Screen Shot 2018-04-03 at 9.56.56 PM

    In a study conducted by Fridberg and Sundberg, subjects were asked to adjust a rhythmically out of place beat in a steady sequence. “The average JND was found to be about 10 ms for tones shorter than about 240 ms durution and about 5% of the duration for longer tones.”
    This figure represents gleaned JND’s of the experiment as a function of time.

      Screen Shot 2018-04-08 at 3.20.18 PM

      A link between these thresholds of rhythmic perception and biological evolution also exists. .

    Our conceptual systems are grounded and structured by sensory process i.e. perception and motor processes i.e. action, since these processes evolved in simultaneously they are fundamentally inseparable and mutually informative.

Therefore, it is plausible to speculate our ability to feel and recognize rhythms is defined by our motor capacities, and to design a model of rhythm perception based around the idea of a sensory-motor filter.

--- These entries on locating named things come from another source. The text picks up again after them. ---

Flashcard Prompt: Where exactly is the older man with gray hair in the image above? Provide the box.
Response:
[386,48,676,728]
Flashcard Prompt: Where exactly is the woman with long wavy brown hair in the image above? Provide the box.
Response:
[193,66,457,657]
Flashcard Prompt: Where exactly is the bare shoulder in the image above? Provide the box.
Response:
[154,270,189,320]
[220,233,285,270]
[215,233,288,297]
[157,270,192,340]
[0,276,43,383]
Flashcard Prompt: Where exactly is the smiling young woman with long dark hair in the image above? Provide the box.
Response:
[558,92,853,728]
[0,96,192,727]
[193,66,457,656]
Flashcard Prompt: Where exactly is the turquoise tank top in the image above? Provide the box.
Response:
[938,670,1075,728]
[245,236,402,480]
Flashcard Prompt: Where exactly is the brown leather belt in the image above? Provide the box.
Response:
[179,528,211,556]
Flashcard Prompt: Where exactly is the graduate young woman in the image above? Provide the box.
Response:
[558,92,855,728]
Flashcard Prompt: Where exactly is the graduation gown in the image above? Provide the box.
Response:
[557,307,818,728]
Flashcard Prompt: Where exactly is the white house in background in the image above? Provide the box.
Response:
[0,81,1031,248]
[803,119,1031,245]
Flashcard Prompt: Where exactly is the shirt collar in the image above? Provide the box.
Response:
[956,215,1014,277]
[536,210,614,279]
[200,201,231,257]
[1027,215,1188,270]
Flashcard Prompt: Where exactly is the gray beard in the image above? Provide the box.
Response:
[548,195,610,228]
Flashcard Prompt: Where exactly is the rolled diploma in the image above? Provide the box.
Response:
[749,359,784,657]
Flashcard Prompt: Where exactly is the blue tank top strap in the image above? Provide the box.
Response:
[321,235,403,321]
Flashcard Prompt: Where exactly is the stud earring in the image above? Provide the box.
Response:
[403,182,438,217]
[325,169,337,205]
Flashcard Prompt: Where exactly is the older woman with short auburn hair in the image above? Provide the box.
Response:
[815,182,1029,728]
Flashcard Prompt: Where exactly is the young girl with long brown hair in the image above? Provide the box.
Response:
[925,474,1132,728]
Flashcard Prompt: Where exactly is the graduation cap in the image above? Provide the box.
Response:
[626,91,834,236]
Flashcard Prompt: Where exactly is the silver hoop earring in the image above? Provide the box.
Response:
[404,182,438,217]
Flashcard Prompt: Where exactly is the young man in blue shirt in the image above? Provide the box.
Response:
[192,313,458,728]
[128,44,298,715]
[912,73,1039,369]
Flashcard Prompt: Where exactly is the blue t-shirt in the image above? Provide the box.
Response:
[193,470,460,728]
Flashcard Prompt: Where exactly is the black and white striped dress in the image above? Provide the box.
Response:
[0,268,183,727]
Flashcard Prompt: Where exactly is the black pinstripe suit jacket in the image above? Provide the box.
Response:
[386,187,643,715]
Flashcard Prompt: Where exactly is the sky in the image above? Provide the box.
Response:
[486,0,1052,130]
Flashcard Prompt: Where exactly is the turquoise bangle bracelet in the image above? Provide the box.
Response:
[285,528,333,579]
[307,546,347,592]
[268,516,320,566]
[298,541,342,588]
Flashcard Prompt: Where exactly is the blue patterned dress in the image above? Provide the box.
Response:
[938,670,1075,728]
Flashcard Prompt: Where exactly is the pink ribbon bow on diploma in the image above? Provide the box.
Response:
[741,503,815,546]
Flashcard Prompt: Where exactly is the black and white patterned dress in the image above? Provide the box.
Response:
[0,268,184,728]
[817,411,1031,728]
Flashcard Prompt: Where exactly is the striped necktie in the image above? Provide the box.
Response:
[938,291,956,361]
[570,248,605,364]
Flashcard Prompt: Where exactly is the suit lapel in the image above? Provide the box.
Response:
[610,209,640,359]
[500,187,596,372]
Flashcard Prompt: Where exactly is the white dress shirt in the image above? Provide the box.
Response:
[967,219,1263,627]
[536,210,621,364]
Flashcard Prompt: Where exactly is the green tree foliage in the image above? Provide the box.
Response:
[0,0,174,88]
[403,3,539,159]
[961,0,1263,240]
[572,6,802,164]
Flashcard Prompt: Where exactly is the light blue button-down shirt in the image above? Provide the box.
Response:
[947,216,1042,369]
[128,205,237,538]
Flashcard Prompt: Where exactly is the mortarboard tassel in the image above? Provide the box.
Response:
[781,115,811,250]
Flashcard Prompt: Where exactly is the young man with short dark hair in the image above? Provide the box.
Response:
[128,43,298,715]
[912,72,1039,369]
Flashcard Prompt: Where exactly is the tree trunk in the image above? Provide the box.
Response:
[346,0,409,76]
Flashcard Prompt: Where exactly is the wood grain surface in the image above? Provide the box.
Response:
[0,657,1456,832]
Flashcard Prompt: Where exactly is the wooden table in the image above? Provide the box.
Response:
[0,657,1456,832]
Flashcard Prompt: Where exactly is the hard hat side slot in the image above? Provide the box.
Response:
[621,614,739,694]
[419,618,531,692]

Screen Shot 2018-04-03 at 9.56.40 PM

And in accordance with Fraisse’s models of perception:

Screen Shot 2018-04-03 at 9.56.30 PM

It is important to note the heuristic nature of human mechanisms in understanding sonic stimuli. Therefore, in determining such limits it is crucial to operate with widely vary methods of gathering data. Lehman suggests that perception research of music should be viewed not as theoretical models then, but “as a collection of heuristics that may provide useful and meaningful approaches to rhythm in music composition.”

These strikings instances of similarity highlight the intrinsic interconnectivity between the origins of our organs and modes of perception and evolutionary bodies.

Music, therefore, as a whole resides in our brains, as a psychological consequent, which taps into a small window of the physical world where longitudinal waves traveling at precisely right speed and are transformed in ringing harmonies, and clanging repetitions within a precise time frame propel us to move in synchronization.